Though the Williams mastodon has been in the ownership of the Ohio History Connection since it was first uncovered, it was considered “lost” by some. This is because when we moved from the old museum building on the OSU campus in 1970 to the then new building at its current site on 17th Ave., many of the natural history collections remained at OSU for teaching and continuing research projects. Then in 2014 we moved some of these specimens from the storerooms of the OSU Museum of Biological Diversity to our collections facility. This included the Williams mastodon skeleton, which fit in seven large storage boxes.

The bones from the Williams mastodon are fragmented as is often the case with Pleistocene remains from Ohio. However the teeth are well-preserved, some still sitting in their bony sockets, and large pieces of the tusks are present. Some of the tusk sections are still wrapped in the original 1950’s newspaper and string that was used right after the excavation to help hold the fragile tusk material together.

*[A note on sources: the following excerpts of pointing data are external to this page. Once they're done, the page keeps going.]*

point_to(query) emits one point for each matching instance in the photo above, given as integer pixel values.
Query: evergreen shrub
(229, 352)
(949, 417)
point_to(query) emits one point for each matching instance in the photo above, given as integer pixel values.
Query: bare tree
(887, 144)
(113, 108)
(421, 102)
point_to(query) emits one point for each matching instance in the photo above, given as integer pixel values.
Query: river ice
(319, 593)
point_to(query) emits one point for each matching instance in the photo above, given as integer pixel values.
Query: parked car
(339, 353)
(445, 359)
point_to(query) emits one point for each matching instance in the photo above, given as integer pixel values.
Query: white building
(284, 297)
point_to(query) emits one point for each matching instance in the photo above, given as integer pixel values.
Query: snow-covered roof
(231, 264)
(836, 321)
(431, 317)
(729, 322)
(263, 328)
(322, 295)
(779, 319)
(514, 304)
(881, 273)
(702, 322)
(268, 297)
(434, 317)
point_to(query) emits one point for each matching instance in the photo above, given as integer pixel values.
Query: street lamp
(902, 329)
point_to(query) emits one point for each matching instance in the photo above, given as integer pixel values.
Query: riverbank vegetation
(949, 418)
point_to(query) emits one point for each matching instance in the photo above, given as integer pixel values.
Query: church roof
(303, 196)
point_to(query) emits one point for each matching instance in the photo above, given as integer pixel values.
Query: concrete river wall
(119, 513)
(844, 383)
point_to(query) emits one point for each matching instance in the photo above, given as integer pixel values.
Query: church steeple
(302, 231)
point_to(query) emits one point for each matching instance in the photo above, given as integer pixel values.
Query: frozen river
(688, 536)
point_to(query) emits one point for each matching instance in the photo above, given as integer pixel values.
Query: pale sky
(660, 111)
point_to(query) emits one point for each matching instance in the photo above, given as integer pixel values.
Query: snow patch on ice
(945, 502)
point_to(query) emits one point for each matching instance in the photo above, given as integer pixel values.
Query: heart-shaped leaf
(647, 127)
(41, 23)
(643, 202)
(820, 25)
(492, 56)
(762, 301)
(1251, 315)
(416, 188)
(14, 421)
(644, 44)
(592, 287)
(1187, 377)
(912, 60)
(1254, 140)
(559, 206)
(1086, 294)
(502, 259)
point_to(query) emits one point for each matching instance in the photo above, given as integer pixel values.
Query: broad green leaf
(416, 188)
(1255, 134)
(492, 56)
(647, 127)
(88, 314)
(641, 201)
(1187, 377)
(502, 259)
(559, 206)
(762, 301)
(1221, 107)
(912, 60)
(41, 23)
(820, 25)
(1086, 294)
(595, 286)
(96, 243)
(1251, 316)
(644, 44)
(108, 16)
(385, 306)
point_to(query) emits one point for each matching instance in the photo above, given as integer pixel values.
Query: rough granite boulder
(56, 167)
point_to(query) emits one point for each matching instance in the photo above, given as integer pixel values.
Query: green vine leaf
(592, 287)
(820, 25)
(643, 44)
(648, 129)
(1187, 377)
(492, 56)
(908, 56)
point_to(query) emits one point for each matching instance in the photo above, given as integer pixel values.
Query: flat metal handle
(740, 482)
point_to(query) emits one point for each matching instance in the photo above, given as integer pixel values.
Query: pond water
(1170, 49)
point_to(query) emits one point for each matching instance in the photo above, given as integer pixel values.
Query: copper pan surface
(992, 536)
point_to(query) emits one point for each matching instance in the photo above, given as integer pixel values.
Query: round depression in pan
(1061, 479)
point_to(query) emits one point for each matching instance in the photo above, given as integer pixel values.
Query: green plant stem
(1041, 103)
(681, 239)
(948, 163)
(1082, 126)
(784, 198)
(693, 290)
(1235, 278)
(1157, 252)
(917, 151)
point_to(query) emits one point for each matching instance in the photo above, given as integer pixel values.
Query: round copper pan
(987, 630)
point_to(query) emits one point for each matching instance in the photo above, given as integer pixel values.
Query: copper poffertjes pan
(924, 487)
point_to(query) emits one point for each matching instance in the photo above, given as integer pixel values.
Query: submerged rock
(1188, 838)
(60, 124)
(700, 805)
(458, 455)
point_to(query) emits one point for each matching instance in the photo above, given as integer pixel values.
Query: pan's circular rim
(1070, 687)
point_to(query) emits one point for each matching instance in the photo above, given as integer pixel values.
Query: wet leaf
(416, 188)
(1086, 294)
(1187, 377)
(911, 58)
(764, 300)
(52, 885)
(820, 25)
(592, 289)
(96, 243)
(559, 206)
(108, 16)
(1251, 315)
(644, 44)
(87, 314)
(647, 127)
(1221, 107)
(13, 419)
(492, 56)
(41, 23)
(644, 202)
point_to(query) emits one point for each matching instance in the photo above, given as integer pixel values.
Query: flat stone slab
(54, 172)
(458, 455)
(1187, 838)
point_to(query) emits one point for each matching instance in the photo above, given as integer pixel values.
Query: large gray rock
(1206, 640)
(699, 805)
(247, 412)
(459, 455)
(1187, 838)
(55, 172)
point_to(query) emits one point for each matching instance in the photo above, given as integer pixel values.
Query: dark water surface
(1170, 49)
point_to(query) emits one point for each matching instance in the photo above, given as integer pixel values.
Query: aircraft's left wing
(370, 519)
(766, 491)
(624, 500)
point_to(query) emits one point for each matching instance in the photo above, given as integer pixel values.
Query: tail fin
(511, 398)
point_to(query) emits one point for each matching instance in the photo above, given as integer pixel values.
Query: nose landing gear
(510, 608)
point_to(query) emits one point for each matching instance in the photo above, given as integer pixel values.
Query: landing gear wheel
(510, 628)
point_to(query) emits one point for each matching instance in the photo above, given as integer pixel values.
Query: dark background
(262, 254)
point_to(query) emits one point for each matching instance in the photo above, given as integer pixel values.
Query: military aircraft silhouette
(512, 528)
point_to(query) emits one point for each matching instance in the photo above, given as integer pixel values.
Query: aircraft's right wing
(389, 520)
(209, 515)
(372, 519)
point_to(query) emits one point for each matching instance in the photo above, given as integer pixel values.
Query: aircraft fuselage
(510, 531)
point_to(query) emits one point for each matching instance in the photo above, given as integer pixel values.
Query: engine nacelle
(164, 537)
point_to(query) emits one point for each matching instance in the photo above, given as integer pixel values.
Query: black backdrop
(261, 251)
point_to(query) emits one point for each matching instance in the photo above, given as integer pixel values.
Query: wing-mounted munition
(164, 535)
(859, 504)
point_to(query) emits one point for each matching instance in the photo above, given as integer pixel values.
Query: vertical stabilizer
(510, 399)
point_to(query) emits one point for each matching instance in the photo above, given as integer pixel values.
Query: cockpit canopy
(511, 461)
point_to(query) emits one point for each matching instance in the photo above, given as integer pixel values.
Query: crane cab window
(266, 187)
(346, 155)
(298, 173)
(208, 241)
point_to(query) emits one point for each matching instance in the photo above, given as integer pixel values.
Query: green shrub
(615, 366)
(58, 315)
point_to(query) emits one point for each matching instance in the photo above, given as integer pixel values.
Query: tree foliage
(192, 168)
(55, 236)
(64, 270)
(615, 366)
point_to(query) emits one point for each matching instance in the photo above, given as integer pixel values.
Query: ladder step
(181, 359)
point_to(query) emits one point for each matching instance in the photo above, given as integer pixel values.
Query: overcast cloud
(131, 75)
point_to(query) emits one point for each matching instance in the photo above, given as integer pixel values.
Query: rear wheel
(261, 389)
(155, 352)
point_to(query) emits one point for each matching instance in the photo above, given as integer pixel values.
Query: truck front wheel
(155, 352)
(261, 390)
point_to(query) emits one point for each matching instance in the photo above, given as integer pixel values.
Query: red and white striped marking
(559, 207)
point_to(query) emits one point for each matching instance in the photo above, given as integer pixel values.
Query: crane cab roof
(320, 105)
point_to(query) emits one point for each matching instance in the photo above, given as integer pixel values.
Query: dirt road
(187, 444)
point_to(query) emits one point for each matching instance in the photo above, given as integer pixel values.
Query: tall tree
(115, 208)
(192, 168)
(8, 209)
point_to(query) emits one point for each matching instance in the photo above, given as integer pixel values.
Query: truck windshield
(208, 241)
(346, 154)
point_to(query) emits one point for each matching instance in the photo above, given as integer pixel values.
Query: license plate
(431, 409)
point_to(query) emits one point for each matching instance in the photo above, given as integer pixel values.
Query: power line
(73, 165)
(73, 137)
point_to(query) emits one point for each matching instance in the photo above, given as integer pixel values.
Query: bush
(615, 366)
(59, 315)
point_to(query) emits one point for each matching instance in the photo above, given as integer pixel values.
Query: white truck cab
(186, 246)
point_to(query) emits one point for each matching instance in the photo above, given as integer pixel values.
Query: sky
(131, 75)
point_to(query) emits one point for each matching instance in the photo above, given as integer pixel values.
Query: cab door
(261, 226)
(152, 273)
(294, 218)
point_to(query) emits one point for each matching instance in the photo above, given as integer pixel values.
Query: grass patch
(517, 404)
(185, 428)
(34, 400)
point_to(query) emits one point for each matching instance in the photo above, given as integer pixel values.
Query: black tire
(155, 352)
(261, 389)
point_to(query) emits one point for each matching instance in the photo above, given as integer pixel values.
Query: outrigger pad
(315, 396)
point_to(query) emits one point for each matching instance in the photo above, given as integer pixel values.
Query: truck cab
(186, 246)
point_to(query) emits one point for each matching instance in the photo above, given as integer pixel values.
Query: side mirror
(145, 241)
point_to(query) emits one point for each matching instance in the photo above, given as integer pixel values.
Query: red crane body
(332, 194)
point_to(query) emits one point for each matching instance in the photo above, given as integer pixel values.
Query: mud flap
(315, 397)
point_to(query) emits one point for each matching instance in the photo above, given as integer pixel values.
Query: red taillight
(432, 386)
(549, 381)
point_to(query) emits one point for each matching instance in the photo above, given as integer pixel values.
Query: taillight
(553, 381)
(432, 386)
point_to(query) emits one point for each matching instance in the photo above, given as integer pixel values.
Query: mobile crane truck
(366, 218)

A molar and tusk section from the Williams mastodon (Ohio History Connection photos).

Stories like this show that museums are doing their job, which in part is to preserve valuable specimens, artifacts, and objects in perpetuity. Research is important in all disciplines, and one of the keys to research is in the name itself. To “re-search” is to search again. This means that once research is published it can then be verified by other scientists, by checking and replicating the results – by re-searching. In the case of the Williams mastodon specimen, it can be used by scientists as one piece of the puzzle to help answer any number of questions, ranging from species extinction, to climate change, to the flora and fauna of Ice Age Ohio.